After years of scandal and a United States-led investigation that forced the resignation of FIFA President Sepp Blatter, the world governing body of football has finally admitted that past World Cups were awarded based on bribes. However, if you think this is the end to a history of shocking naiveté by FIFA officials, think again.
On Wednesday, FIFA requested that U.S. authorities return tens of million dollars of last year’s $190 million seizure from alleged corrupt officials working for the organization. Now that the organization has openly admitted that past World Cup’s were indeed awarded because of bribes accepted by top ranking officials within FIFA, it’s almost laughable that the governing body of the world’s most popular sport thinks that it should get some of that money back.
In a statement released by the organization, current FIFA President Gianni Infantino said: “The monies [the convicted defendants] pocketed belonged to global football and were meant for the development and promotion of the game. FIFA as the world governing body of football wants that money back and we are determined to get it no matter how long it takes.”
At first glance, FIFA’s play for restitution is certainly understandable.
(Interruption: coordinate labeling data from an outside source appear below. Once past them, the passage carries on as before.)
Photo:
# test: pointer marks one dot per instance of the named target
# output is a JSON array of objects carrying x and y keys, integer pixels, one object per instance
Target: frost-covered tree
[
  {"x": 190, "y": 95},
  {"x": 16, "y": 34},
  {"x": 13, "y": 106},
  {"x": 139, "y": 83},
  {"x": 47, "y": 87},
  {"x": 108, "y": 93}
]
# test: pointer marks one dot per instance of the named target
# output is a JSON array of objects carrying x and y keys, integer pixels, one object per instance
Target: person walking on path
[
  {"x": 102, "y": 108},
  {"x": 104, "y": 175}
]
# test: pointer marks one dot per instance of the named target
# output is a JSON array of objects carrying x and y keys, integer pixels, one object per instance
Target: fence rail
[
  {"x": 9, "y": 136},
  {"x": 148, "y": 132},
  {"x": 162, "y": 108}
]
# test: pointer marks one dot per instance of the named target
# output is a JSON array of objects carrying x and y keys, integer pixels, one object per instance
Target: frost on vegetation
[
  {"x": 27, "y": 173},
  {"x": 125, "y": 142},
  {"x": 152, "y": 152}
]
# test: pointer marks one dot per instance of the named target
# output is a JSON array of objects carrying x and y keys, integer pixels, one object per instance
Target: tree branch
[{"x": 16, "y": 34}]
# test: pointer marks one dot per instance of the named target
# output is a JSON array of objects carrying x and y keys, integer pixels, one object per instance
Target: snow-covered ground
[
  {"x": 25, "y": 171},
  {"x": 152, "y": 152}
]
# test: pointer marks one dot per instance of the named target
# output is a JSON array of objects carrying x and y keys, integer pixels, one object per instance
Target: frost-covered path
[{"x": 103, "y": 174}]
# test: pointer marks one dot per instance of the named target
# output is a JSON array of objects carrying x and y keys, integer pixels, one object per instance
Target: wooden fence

FIFA’s lawyers argue that the organization “has become notable for the defendants’ bribery and corruption, not its many good works” and is “entitled to restitution for this harm to its business relationships, reputation and intangible property.” But the bribery and shady business of global soccer officials working on behalf of the organization is a symptom not just of greed but a culture of corruption at FIFA that was so blatant to the world that it’s almost shocking that it took 17 years before Sepp Blatter finally resigned to dodge the heat. How else does a country like Qatar receive a World Cup?
“The convicted defendants abused the positions of trust they held at FIFA and other international football organizations and caused serious and lasting damage to FIFA,” Infantino said. “”These dollars were meant to build football fields, not mansions and pools; to buy football kits, not jewelry and cars; and to fund youth player and coach development, not to underwrite lavish lifestyles for football and sports marketing executives.”
FIFA’s desperate grab for the money seized by U.S. authorities is a bit overzealous, considering that the organization, whether knowingly or unknowingly, did in fact participate in a global corruption scandal that spans multiple editions of the beloved World Cup. A simple acknowledgement or admission of bribery does not suddenly rectify the reputation of the world governing body of football. If anything, FIFA’s plea for money seized on account of its officials’ crimes only further distances the organization from the fans and players that have sworn loyalty to the sport.